8 May 2013
Sheep for Sharpe's Longclaw II
Empowering Sheep Farmers to Contribute to Conservation of Sharpe’s Longclaw
The aim is to avail proper breeds of sheep as an incentive to retaining grassland through a ‘sheep for longclaw’ loan scheme for farmers, combined with an awareness campaign.
I will identify and collect data in 15 farms in South Kinangop which will be selected according to acreage (>30acres), presence of Sharpe’s Longclaw, quality and structure of grassland in line with stocking capacity.
A loan scheme of sheep will be established. 15 ewes of high breed will be purchased and distributed to the identified farmers who will be required to assist in monitoring of the Sharpe’s Longclaw and a commitment fee will be agreed to contribute towards the maintenance of the sheep. Each farmer will be required to surrender two male lambs that will be interchanged among the farmers and the reminder goes to additional farmers for sustainability.
Regarding the sheep loan scheme, at the end of the project I aim to have:
a) Consultations completed and documentation in place regarding rules and regulations of the scheme.
b) A total of 15 farmers who control ownership of 750 acres of grasslands provided with improved breed ewes.

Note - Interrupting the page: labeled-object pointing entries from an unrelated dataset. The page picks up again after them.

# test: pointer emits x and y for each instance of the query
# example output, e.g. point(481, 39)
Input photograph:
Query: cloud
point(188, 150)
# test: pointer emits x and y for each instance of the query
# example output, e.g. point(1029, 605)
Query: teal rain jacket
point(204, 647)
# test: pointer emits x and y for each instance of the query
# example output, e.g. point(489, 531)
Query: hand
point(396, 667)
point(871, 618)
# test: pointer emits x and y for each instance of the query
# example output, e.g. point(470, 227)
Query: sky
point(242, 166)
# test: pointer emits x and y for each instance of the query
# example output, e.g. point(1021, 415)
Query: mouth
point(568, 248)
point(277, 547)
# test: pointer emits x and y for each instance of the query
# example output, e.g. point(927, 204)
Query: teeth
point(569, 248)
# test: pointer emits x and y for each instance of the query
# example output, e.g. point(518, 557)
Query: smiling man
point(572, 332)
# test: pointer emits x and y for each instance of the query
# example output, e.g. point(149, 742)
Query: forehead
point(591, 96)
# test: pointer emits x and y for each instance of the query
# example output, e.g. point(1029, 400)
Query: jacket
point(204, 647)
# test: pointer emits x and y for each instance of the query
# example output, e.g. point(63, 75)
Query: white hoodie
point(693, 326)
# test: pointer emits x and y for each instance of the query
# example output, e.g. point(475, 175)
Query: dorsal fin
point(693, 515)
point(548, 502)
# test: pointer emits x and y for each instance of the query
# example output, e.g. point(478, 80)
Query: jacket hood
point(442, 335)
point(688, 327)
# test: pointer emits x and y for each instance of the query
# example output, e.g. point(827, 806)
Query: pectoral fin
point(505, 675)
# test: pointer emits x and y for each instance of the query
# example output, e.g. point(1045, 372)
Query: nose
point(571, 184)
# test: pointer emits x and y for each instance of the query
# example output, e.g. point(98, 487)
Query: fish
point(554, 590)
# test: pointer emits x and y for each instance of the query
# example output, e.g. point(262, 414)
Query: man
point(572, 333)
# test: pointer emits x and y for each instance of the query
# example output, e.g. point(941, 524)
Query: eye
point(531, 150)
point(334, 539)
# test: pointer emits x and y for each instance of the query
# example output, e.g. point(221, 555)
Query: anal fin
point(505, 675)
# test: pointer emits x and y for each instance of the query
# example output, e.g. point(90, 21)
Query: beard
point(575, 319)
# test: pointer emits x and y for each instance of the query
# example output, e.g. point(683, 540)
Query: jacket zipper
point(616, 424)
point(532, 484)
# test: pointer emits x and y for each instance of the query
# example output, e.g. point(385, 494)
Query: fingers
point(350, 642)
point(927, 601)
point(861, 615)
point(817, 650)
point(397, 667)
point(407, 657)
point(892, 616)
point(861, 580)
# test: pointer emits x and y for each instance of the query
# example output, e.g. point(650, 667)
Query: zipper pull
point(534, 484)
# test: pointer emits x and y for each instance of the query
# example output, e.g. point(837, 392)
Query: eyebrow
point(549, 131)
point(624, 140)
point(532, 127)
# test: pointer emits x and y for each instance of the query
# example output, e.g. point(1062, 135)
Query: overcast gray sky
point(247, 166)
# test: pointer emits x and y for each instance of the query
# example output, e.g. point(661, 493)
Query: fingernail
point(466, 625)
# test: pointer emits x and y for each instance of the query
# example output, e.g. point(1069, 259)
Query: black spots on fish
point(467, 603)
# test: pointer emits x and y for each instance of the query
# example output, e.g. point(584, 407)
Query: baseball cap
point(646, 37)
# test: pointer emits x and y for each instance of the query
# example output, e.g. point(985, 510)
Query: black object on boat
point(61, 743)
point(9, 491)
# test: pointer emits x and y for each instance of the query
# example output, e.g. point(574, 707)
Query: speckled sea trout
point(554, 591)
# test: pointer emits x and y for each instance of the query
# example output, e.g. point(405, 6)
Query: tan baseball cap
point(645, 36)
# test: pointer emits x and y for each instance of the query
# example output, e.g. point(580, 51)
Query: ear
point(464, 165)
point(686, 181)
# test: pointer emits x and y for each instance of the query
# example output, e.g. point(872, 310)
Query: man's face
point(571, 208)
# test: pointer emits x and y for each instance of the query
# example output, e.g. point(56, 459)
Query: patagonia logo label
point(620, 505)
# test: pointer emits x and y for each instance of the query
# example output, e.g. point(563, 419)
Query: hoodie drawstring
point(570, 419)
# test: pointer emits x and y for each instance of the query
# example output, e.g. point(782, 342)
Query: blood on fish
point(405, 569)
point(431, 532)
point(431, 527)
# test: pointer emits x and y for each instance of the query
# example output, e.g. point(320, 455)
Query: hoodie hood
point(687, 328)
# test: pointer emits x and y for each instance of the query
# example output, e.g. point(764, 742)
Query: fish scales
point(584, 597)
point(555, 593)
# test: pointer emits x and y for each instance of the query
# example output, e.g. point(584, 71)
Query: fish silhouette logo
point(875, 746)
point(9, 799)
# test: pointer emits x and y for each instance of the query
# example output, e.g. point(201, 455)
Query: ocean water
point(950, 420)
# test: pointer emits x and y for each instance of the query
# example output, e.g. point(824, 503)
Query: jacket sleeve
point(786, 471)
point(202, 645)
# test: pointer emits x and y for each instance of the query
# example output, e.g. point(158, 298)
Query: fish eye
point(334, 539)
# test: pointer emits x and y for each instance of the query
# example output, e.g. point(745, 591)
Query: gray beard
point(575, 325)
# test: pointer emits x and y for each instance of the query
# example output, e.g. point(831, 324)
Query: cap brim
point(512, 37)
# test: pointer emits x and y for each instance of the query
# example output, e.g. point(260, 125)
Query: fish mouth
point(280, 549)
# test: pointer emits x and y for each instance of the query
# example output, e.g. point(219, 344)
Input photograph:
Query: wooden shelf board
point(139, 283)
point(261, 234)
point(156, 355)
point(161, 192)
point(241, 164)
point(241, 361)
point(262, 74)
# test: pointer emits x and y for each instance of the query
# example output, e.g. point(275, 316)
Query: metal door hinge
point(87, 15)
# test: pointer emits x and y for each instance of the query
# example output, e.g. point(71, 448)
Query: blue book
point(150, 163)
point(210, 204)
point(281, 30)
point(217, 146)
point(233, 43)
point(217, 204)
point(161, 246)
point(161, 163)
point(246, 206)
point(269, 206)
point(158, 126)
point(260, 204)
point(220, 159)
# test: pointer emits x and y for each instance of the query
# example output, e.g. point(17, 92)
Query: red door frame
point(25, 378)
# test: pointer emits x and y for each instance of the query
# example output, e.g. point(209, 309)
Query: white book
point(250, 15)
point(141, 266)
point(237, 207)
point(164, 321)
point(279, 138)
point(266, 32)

c) Sustainability plans for continuing the scheme beyond the funded project time put in place and documented.
Involvement of farmers and the youths in monitoring will help start and develop a citizen science data bank that can be used to monitor the long term dynamics of the birds. Also as a way of getting youths involved in the conservation work a social network will be set up where youths will be required to update on the status of Sharpe’s Longclaw and of any other biodiversity. Talks and discussions will be conducted in three organized seminars to educate the farmers and line-ministries (Livestock and agriculture). Awareness will also be created to farmers and the youth/students on the importance of the grasslands for biodiversity, provision of ecosystem services and livelihoods.
I will document lessons learnt regarding the impacts for grassland biodiversity conservation and disseminate them widely in Kinangop, especially through existing farmer savings and credit societies. Sustainability plans for continuing the scheme beyond the funded project time will be put in place and documented. For the success of the project I will use the available revevant institutions including and not limited to; National Museums of Kenya, Friends of Kinangop Plateau, Nature Kenya, Ministry of Livestock and Njabini wool crafters cooperative society.